To me, the most interesting thing in this whole equation is how the acreage battle plays out in the spring of the year. My attached balance sheets try to depict what a 4-million-acre swing from beans to corn looks like — basically necessary to keep the carryout in both crops on an even keel from year to year. It will be the job of the market to price corn attractive enough to the farmer to incent him to switch from beans. If — if — the trade dispute is resolved by the spring, this will be an interesting scenario with my best guess of higher prices than where we sit now necessary to shift the planting intentions. Keep this one on your radar.

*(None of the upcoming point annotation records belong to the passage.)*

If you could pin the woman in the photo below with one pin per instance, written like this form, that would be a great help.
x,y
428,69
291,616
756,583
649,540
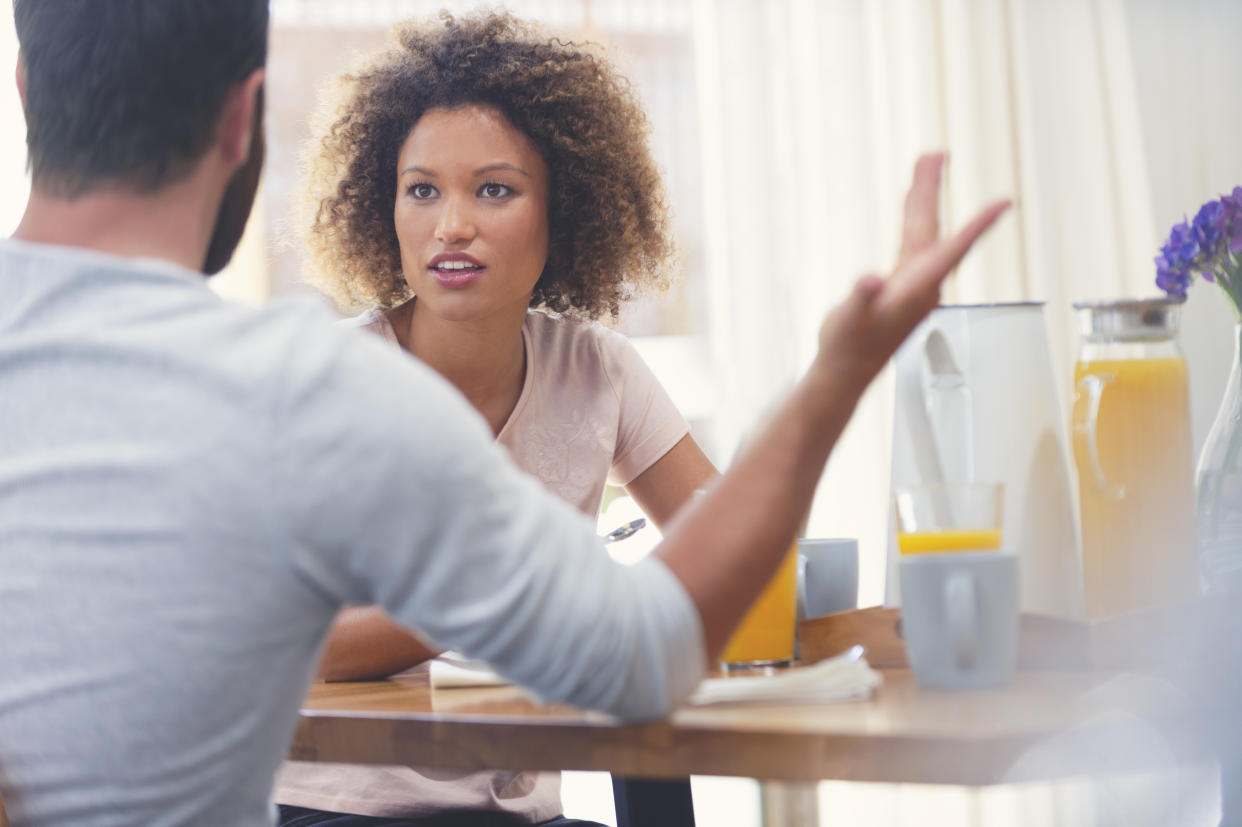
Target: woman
x,y
480,170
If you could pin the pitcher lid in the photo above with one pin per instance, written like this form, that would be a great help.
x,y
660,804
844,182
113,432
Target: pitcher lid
x,y
1129,319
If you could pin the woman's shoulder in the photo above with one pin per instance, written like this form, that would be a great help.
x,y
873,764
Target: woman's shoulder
x,y
373,320
558,333
574,348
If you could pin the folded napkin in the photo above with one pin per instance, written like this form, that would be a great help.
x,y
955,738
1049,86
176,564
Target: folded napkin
x,y
846,677
451,671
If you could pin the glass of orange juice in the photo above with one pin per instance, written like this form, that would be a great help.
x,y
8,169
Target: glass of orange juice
x,y
949,517
765,636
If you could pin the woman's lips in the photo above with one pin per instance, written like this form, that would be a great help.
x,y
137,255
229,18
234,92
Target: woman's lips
x,y
456,278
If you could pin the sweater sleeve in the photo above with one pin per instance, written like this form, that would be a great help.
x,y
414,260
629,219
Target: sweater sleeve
x,y
390,491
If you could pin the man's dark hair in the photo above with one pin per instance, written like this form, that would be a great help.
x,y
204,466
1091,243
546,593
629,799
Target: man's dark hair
x,y
127,93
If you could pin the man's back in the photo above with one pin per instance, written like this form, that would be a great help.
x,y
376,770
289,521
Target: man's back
x,y
134,461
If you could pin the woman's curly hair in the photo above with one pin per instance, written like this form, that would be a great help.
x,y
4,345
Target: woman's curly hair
x,y
606,212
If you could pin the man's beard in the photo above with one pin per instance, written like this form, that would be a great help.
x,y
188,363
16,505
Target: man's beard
x,y
237,200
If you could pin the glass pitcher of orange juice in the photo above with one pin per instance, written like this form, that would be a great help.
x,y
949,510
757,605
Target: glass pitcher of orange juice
x,y
1132,446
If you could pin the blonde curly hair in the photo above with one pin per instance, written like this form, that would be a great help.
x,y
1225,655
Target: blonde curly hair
x,y
606,211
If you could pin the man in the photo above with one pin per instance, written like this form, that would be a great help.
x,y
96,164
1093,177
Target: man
x,y
186,497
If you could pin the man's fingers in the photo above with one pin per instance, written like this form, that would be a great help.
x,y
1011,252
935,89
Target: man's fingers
x,y
920,226
927,271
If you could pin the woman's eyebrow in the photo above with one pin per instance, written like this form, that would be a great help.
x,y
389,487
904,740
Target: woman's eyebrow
x,y
492,168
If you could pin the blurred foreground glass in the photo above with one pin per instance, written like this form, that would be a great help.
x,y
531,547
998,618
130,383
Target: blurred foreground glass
x,y
1132,446
765,636
949,517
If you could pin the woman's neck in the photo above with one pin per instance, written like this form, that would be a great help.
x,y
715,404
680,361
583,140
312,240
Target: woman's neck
x,y
485,359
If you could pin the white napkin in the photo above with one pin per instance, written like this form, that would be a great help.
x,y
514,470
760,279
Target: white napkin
x,y
451,671
846,677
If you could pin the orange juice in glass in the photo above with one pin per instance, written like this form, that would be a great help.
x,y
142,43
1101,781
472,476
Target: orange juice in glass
x,y
1132,448
765,636
949,517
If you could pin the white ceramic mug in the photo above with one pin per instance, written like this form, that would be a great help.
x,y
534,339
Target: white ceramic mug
x,y
827,576
960,617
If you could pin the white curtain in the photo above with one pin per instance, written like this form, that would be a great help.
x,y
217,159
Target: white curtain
x,y
1106,119
14,180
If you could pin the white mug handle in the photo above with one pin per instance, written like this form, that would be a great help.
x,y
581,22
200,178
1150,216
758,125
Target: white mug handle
x,y
960,605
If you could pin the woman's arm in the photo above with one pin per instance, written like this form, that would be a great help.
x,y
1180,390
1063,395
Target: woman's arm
x,y
365,643
668,483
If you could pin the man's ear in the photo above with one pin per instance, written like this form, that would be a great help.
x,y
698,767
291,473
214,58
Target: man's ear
x,y
237,119
21,80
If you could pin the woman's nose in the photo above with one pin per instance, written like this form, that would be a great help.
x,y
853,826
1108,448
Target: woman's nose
x,y
456,224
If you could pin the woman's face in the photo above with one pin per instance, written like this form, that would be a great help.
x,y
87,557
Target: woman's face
x,y
471,214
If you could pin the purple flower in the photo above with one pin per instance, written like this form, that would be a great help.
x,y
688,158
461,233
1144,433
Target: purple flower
x,y
1210,246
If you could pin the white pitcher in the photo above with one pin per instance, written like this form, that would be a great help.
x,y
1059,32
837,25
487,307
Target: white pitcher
x,y
976,401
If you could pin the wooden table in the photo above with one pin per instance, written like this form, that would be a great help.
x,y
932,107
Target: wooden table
x,y
1045,725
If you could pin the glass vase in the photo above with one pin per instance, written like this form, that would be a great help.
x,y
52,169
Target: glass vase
x,y
1219,489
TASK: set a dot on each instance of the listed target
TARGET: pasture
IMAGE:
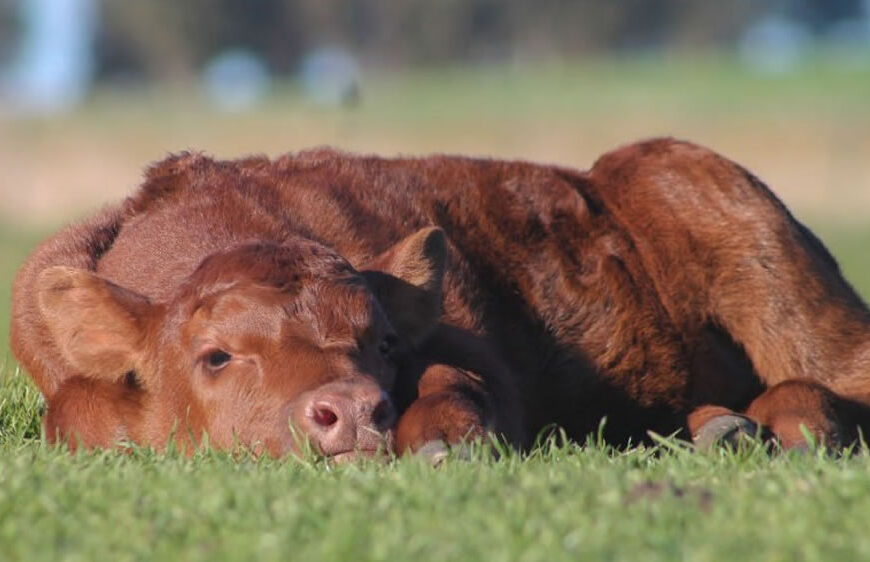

The Early Release tables from the USDA depicting the next 10 years of trends and prices had a few interesting take-aways. U.S. and world gross domestic product numbers are consistent (U.S. 2.0% over the next 10 years, world at 2.8%) and boring. In this case, boring is good. Recall the high correlation between world GDP growth and protein consumption. If this trend holds intact, we will need almost 50% more protein across the world in the next decade or so. This may sound too good to be true, but the math does not lie. Remember that the United States represents only 5% of the world’s population and over 40% of the wealth. It is not about us, it is about the rest of the world. Sometimes it is too easy to just look out our back door for our perceptions when a bigger perspective is required to understand the whole picture.
The second thing that jumped out at me from the long-term projections is consistent with what I shared above regarding the export markets as the key to success for the protein sector, it just surprised me a bit. After several years of per capita increases in broiler consumption (graph attached) we are forecast to flatten out just shy of 95 pounds per person. This is occurring as the United States is on the cusp of opening six new poultry processing facilities in the next year. The economics for our feathered counterparts does not look too rosy, declining from a national composite price of 97 cents per pound this year to the high-80s for as far as the eye can see. Before we get too smug, the same USDA that thinks the chicken guys are going to struggle to find profits have the pork sector at essentially breakeven for the same timeframe. It is tough to overemphasize how import exports are going to be to the U.S. protein industry in the coming years.